The Pacific Marine Environmental Laboratory (PMEL) of the United States' National Oceanic and Atmospheric Administration (NOAA) has been monitoring and archiving sound recordings from the U. S. Navy's underwater hydrophone arrays since 1991. These data contain many marine mammal calls, including those made by blue whales Balaenoptera musculus. The call of the blue whale in the northeast Pacific is often sufficiently loud to be detected on more than one array. Matched filtering techniques can expand detection capabilities to additional arrays, allowing blue whale calls to be localized even when they are far from the arrays. In this manner, PMEL has identified regions where blue whales occur seasonally well offshore of the west coast of the U.S. In order to monitor areas of the world's oceans not covered by fixed hydrophone arrays, PMEL has developed autonomous moored hydrophones that have been used to record acoustic energy from both underwater seismic activity as well as that from whale calls.

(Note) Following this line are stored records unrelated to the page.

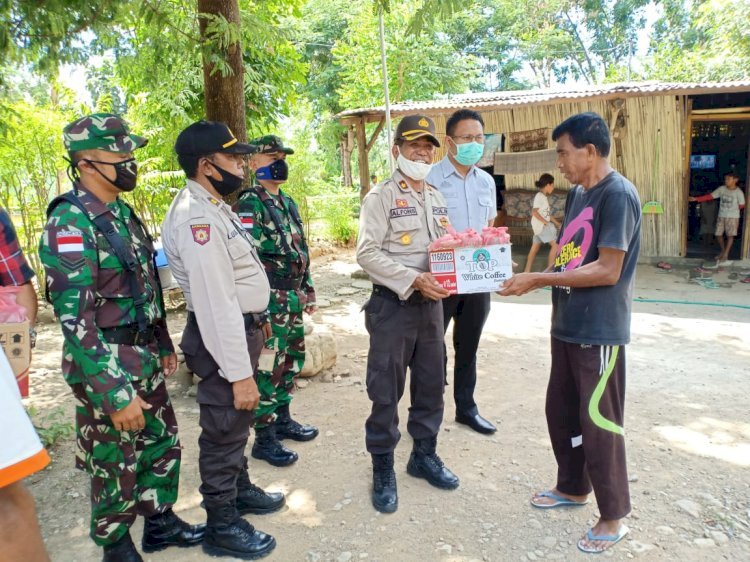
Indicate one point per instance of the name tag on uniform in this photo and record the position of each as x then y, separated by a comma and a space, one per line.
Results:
403, 212
201, 233
69, 241
246, 220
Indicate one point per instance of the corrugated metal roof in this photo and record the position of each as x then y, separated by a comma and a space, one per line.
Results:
498, 100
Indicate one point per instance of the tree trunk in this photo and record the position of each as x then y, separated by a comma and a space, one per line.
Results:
224, 95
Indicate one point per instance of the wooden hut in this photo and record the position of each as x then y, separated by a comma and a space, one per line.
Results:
656, 128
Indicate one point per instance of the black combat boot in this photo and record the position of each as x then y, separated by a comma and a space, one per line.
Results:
287, 428
166, 529
252, 499
227, 534
267, 447
384, 494
122, 551
424, 463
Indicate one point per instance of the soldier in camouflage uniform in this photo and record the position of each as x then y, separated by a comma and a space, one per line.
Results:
273, 220
105, 290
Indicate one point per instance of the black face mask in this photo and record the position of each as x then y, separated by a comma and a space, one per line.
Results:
278, 170
229, 183
127, 173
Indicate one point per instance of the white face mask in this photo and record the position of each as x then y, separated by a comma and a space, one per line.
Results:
414, 170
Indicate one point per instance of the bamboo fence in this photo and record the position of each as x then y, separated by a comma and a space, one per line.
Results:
657, 176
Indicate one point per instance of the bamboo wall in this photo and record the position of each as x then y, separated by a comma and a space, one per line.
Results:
658, 177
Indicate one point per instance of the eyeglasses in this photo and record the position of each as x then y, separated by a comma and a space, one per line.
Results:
469, 138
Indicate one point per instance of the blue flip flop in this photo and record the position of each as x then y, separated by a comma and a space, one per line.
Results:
560, 501
613, 539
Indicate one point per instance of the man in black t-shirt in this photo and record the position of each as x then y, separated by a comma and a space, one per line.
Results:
592, 291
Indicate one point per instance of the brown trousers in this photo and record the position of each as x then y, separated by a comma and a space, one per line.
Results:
585, 410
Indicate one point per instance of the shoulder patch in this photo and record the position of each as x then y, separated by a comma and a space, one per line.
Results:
69, 241
247, 220
201, 233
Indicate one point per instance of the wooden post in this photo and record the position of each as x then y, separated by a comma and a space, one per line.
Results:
346, 159
364, 165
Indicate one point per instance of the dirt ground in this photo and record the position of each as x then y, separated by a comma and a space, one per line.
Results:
688, 439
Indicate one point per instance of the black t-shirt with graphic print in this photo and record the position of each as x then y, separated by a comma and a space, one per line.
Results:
607, 215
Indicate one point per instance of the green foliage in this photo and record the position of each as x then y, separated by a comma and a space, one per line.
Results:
339, 212
702, 40
31, 170
420, 67
51, 426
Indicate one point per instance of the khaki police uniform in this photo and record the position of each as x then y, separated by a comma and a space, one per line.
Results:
226, 289
406, 329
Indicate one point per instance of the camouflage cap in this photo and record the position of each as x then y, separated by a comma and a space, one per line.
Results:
270, 143
101, 131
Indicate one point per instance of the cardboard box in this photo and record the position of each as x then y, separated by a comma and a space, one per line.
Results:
14, 339
472, 270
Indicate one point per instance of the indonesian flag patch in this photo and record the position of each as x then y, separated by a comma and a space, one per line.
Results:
246, 220
69, 241
201, 233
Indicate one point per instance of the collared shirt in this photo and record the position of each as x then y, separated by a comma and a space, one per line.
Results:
14, 270
471, 200
396, 225
214, 261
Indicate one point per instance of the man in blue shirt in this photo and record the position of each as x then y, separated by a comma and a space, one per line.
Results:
470, 196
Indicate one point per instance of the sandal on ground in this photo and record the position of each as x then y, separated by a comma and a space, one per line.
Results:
558, 501
611, 539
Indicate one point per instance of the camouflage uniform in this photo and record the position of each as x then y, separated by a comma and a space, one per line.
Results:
288, 268
131, 472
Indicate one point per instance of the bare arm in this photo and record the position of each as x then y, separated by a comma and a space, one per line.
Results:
27, 298
605, 270
538, 216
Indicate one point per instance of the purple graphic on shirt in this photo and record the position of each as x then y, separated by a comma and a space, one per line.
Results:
570, 255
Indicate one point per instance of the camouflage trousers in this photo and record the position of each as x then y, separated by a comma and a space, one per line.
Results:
287, 342
132, 472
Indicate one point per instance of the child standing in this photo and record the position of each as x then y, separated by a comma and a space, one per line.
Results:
732, 201
543, 223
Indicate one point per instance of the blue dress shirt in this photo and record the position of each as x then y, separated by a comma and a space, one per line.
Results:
471, 199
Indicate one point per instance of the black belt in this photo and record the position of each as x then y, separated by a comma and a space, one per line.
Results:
129, 335
415, 298
251, 319
285, 283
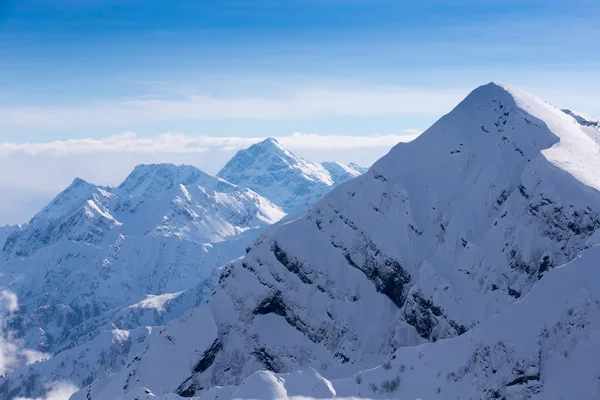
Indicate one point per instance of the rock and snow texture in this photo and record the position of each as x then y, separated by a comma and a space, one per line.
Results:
98, 259
544, 347
435, 239
291, 182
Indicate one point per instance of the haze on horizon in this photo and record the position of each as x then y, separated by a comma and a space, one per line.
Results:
91, 89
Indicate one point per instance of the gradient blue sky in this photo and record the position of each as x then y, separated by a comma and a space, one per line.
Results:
91, 88
95, 68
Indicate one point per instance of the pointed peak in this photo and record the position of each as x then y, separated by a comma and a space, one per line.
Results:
268, 143
78, 182
158, 177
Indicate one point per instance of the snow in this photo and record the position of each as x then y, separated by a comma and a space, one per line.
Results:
461, 265
291, 182
433, 275
100, 263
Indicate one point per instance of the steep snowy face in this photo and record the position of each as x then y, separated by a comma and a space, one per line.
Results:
287, 180
165, 229
543, 347
79, 214
341, 172
438, 236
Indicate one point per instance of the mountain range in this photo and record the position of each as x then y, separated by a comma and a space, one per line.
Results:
460, 265
98, 264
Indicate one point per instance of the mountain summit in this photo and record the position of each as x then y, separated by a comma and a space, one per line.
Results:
469, 220
291, 182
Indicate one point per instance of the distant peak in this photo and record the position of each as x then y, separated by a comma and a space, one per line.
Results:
268, 143
157, 177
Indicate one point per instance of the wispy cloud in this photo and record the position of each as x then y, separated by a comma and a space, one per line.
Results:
293, 104
129, 142
39, 171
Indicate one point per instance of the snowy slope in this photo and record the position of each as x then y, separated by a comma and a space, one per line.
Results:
542, 347
287, 180
437, 237
165, 229
341, 172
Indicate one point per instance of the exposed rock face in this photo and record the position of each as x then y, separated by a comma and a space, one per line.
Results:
437, 237
291, 182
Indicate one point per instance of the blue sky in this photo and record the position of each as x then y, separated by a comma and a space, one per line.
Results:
73, 68
91, 88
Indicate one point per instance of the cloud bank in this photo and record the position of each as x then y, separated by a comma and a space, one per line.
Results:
39, 171
293, 103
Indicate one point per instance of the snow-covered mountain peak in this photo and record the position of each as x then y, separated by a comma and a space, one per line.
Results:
291, 182
339, 172
438, 236
150, 179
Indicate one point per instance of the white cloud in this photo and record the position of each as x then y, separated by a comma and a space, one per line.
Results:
179, 143
293, 104
55, 391
39, 171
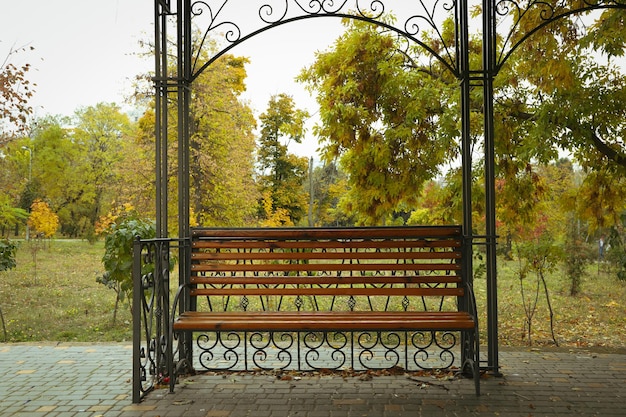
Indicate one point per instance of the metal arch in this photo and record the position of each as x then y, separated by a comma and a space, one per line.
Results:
180, 13
548, 14
410, 29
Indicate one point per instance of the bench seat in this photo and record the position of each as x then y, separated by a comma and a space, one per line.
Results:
285, 321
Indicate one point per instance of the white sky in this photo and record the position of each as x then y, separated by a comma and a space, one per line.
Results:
86, 53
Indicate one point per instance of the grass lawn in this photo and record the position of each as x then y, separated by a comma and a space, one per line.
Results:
60, 300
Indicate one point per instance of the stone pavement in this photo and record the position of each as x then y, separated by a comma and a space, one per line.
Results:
94, 380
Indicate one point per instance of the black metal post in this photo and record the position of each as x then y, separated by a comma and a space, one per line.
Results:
161, 11
489, 64
184, 54
137, 319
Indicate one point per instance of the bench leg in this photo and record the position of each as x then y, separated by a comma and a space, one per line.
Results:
182, 362
471, 361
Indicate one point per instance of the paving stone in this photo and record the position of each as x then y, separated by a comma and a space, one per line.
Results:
94, 380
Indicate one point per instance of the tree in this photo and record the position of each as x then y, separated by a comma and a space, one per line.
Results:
15, 92
8, 250
42, 220
281, 173
222, 146
100, 132
391, 124
121, 227
10, 216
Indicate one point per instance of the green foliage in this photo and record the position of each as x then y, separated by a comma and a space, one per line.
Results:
118, 257
10, 216
282, 173
391, 124
8, 249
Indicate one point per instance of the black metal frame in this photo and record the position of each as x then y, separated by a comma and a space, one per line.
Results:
214, 15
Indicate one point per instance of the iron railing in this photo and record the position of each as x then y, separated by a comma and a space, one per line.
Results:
152, 350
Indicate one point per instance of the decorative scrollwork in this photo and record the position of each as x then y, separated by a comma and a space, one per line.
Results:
222, 20
151, 347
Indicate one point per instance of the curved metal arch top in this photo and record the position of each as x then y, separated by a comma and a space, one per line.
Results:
226, 22
543, 13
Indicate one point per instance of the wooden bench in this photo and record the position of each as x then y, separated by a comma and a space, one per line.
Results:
318, 298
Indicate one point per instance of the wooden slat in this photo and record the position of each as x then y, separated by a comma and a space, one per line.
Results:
330, 232
325, 280
325, 244
321, 267
330, 291
301, 255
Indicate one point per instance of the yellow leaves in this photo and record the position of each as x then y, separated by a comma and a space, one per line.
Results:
104, 223
274, 216
42, 219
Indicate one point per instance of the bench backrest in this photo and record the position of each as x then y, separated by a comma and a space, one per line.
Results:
363, 268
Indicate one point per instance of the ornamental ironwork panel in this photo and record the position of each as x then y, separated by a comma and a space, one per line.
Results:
152, 356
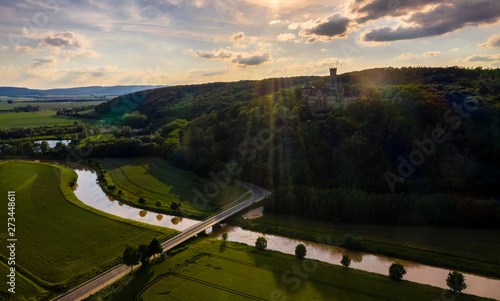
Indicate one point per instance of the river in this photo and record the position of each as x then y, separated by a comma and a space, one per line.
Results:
90, 193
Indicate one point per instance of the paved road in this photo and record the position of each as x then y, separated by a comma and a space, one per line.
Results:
111, 275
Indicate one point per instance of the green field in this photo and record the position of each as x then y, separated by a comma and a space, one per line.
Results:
471, 250
37, 119
49, 105
24, 286
156, 180
208, 270
59, 242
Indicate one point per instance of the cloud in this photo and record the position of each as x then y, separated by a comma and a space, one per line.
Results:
441, 19
483, 58
210, 72
493, 41
286, 37
326, 28
63, 39
26, 49
404, 56
375, 9
251, 59
238, 37
40, 61
92, 72
84, 53
432, 53
222, 54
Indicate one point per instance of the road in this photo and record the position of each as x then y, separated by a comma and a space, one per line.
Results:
111, 275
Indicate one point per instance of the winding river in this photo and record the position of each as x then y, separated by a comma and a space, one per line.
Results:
90, 193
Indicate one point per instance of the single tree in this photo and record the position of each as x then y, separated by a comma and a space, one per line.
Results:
261, 243
300, 251
130, 256
456, 281
396, 271
155, 247
144, 254
345, 261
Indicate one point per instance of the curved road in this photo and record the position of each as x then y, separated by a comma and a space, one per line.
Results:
111, 275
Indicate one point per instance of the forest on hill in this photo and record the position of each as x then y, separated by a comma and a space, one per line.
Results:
422, 133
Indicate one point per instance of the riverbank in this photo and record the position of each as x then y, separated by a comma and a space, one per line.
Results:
159, 186
215, 270
61, 241
468, 250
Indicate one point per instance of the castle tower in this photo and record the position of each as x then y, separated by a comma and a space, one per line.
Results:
333, 78
306, 90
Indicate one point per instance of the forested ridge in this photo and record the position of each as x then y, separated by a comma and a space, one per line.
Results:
264, 128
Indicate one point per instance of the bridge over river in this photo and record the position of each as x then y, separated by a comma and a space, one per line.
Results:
111, 275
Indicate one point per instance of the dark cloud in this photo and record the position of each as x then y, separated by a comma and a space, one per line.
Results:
441, 20
482, 58
375, 9
493, 41
252, 60
62, 39
238, 37
334, 26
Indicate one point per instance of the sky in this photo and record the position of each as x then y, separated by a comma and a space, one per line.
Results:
70, 43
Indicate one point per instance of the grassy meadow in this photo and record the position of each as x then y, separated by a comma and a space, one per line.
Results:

Each mooring package consists of an anchor, an acoustic release, line, hydrophone and data recorder, and a flotation package. The hydrophones are designed to be moored in the SOFAR channel; the titanium case containing the data recorder can withstand pressure to at least 1000 m below sea level. Currently each hydrophone can store up to 2.8 Gb of data; only the sampling frequency and battery life (up to 8 months, depending on sampling frequency) limit the duration of the experiment. The hydrophones are designed to be deployed as an array of independent instruments whose geometry can be determined by the needs of the experimenter in order to localize acoustic sources of interest. Deployment and recovery of each instrument takes as little as one hour depending upon the platform used. An array of six of these hydrophones was deployed in the NE Pacific in September 1995. One of the goals of this experiment was to compare and "ground truth'' locations of calling blue whales from the U.S. Navy's SOSUS data with those detected on the autonomous hydrophones. During the seven day experiment no blue whales were seen in the area, but two blue whales were detected and then tracked acoustically on the hydrophone array. One of these animals was detected on all three available SOSUS arrays. The locations of the blue whale from the two methods are comparable although the location accuracy is more precise on the local array.